2 Kids Found In Dog Cages, 2 More Covered In Waste In Texas Barn
Deputies discovered two malnourished children crammed into a locked dog cage and two more smeared with feces and urine in a barn in North Texas Tuesday. A sheriff described it as the worst case of child abuse he'd ever seen.
The barn was "crudely fashioned" into living quarters, Wise County Sheriff Lane Akin said, adding that all the children were hungry and thirsty around 7:20 a.m. when deputies responding to a domestic disturbance found them on the property near Rhome, about 20 miles north of Fort Worth.
"There was plenty of food inside the barn, but the refrigerator and the cabinets had been locked so the kids could not get in to get food," Akin said. There were three boys, ages 5, 3 and 1, and a 4-year-old girl, he said.
The oldest two were locked in the cage that was just 3-by-3 feet, and the other two were filthy and only partially clothed, Akin said.
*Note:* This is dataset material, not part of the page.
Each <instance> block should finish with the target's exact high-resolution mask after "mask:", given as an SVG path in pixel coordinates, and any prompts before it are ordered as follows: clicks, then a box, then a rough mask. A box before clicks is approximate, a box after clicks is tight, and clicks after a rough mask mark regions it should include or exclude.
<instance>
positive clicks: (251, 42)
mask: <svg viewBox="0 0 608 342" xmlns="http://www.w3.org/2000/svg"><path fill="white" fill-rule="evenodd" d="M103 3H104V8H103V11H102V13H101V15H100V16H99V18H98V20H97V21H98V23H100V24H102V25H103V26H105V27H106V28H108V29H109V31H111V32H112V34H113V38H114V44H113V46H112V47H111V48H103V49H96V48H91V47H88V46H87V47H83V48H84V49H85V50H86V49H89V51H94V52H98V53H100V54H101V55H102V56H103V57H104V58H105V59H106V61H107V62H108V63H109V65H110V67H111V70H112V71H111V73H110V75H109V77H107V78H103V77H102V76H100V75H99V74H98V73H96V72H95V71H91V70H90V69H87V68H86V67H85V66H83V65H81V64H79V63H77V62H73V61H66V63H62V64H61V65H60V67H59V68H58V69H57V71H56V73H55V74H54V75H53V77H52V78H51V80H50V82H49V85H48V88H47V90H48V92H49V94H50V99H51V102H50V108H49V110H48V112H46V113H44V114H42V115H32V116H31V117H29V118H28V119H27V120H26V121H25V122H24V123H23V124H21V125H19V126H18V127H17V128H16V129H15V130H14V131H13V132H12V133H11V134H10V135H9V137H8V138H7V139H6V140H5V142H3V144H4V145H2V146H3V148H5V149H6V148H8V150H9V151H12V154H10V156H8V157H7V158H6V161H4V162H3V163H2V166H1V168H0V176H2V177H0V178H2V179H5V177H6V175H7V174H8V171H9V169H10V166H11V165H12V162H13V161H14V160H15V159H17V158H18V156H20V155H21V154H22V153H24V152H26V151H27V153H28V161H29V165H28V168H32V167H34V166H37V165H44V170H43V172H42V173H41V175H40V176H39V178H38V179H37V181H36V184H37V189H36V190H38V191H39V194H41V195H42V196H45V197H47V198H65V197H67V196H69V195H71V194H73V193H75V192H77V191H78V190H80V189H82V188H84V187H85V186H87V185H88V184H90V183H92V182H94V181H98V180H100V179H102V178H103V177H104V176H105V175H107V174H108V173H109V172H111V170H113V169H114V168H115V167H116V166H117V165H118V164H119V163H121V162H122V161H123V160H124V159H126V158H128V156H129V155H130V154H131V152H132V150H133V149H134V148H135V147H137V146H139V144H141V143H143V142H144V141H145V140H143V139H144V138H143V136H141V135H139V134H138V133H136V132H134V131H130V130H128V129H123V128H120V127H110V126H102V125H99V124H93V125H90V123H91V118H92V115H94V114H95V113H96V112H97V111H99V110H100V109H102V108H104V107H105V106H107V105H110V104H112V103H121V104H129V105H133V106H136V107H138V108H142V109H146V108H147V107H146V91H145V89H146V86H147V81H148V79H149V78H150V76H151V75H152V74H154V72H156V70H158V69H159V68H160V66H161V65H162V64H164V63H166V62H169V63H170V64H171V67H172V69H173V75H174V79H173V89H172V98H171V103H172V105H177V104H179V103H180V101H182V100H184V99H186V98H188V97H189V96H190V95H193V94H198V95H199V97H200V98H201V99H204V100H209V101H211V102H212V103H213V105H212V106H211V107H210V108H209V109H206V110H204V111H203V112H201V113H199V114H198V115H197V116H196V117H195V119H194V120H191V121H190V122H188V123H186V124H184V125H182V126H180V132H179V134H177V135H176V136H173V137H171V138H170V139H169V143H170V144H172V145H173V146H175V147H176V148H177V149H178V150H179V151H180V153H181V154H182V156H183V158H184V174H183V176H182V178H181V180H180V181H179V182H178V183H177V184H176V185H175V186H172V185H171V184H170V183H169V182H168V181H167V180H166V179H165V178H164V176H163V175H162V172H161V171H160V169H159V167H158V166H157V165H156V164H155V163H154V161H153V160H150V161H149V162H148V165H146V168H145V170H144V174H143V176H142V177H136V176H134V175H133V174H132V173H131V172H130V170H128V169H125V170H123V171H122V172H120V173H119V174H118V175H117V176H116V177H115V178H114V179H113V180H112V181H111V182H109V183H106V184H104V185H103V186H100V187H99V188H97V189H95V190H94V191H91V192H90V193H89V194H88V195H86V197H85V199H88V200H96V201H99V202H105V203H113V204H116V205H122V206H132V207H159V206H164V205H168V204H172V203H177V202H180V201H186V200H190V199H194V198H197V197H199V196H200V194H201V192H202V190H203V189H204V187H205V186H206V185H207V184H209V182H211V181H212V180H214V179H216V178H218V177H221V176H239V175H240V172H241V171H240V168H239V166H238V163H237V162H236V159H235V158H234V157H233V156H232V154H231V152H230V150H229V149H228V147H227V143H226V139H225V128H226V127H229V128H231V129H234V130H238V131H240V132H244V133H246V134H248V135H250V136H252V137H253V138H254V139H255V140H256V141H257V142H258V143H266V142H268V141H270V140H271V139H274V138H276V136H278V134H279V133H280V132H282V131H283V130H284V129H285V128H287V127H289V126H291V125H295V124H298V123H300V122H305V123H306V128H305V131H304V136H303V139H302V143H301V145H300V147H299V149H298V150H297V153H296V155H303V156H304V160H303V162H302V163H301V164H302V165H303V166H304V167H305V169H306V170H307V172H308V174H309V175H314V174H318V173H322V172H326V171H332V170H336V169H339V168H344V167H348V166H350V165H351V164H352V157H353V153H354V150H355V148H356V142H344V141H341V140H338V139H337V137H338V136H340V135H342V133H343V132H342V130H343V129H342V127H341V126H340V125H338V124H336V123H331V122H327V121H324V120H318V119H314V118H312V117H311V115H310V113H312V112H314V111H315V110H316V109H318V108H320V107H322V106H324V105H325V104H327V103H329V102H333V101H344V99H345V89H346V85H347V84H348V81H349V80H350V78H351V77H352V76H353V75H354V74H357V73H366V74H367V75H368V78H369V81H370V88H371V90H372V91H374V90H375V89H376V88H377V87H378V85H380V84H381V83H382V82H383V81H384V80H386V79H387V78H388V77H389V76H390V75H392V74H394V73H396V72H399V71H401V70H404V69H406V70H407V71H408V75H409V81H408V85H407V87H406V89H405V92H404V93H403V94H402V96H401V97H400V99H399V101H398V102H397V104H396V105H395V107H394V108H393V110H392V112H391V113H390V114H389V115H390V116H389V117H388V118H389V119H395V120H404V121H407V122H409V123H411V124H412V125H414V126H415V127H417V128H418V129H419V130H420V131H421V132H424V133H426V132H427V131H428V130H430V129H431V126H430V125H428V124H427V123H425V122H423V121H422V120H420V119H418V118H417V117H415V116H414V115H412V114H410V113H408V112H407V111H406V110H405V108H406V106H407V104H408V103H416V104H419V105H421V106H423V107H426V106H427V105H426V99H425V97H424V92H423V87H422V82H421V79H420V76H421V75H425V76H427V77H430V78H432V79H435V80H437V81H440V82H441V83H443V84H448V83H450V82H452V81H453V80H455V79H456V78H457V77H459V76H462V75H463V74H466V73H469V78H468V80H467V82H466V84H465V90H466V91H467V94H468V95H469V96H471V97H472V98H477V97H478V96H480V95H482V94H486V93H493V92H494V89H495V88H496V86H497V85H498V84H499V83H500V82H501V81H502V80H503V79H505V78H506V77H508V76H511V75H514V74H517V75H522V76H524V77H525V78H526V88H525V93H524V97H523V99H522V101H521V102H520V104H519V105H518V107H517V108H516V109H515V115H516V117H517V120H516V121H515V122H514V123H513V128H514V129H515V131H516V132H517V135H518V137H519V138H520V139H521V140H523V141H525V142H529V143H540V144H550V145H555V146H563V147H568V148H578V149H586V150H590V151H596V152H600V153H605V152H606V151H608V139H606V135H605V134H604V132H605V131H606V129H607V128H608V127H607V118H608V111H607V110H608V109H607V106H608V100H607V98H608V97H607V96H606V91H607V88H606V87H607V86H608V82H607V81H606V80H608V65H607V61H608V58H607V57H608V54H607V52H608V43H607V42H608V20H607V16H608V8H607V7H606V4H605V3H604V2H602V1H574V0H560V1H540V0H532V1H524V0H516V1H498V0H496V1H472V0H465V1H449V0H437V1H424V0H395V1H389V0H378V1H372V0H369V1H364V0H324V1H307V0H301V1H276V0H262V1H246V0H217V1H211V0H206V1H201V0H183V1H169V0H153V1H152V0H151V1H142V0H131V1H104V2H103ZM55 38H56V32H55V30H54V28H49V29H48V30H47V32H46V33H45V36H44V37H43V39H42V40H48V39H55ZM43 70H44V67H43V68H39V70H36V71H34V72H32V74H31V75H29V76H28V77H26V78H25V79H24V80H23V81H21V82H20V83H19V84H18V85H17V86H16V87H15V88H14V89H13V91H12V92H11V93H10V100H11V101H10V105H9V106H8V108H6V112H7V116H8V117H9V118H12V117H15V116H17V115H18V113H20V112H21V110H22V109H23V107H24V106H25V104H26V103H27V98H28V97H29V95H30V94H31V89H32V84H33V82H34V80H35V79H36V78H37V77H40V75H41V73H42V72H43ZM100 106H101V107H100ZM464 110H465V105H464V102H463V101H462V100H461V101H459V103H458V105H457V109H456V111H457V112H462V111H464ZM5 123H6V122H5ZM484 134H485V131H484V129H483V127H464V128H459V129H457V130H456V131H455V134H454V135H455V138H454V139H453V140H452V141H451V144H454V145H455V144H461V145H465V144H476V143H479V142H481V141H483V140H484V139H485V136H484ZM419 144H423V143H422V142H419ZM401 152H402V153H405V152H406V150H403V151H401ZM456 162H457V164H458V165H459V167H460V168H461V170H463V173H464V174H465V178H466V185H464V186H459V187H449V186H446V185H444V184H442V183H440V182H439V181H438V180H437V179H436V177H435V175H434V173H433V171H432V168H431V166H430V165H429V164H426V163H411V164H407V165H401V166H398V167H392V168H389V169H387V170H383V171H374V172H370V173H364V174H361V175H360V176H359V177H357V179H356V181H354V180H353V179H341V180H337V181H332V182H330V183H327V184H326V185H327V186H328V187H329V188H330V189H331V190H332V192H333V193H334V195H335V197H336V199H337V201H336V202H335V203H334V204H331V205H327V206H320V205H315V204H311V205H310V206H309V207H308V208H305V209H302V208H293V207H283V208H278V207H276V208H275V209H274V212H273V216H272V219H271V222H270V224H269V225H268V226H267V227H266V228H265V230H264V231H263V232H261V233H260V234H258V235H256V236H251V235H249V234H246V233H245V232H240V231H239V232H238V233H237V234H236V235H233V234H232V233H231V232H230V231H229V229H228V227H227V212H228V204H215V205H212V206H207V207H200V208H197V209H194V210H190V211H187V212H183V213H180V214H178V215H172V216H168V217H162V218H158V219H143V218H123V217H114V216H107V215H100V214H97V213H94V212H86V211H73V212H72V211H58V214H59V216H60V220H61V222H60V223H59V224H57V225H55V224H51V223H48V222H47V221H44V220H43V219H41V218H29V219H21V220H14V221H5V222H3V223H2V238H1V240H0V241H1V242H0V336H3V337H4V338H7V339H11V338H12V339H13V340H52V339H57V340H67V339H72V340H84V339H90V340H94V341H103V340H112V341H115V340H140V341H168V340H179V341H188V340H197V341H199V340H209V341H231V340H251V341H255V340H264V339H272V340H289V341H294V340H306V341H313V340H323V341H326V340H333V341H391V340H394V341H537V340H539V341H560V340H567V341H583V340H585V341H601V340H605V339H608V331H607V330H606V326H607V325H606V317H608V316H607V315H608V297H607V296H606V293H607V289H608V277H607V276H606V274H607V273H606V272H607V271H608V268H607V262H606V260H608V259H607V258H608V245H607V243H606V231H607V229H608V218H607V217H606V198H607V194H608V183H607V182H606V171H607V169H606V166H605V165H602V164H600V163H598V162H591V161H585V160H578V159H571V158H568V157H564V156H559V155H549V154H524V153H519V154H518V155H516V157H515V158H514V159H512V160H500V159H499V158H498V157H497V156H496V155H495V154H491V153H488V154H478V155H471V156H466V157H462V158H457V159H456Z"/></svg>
Andrew Joseph Fabila and Paige Isabow Harkings, both 24, were charged with four counts of criminal child endangerment, Wise County jail records showed. Harkings also was charged with aggravated assault.
Akin told The Dallas Morning News it's the worst case of child abuse he'd seen in his 44 years in law enforcement.
"I've not worked one where children are locked inside a dog kennel, and I find that absolutely disgusting," he said.
The children were taken to Cook Children's Medical Center in Fort Worth for evaluation. A hospital spokeswoman declined to disclose their conditions.
CBS Dallas reports they were put into foster care when they were released.
Deputies responded to a domestic violence call about a fight between Fabila and Harkings that lasted up to five hours and were speaking with them when they heard children's voices coming from the barn, the station said.
The woman is the mother of all four children and the man is father of one of them, Akin told the newspaper. Fabila had cuts to his face.
Neighbor Amber Jester said she wasn't even aware there were any children living there. "You'd think that, being right across the street we would know something," she told CBS Dallas. "You'd like to say you would do something. But you don't know. I guess you never know what people are doing inside their homes."
Marissa Gonzales, a spokeswoman for the Texas Department of Family and Protective Services, said the agency has had contact with the family before, but at a different location.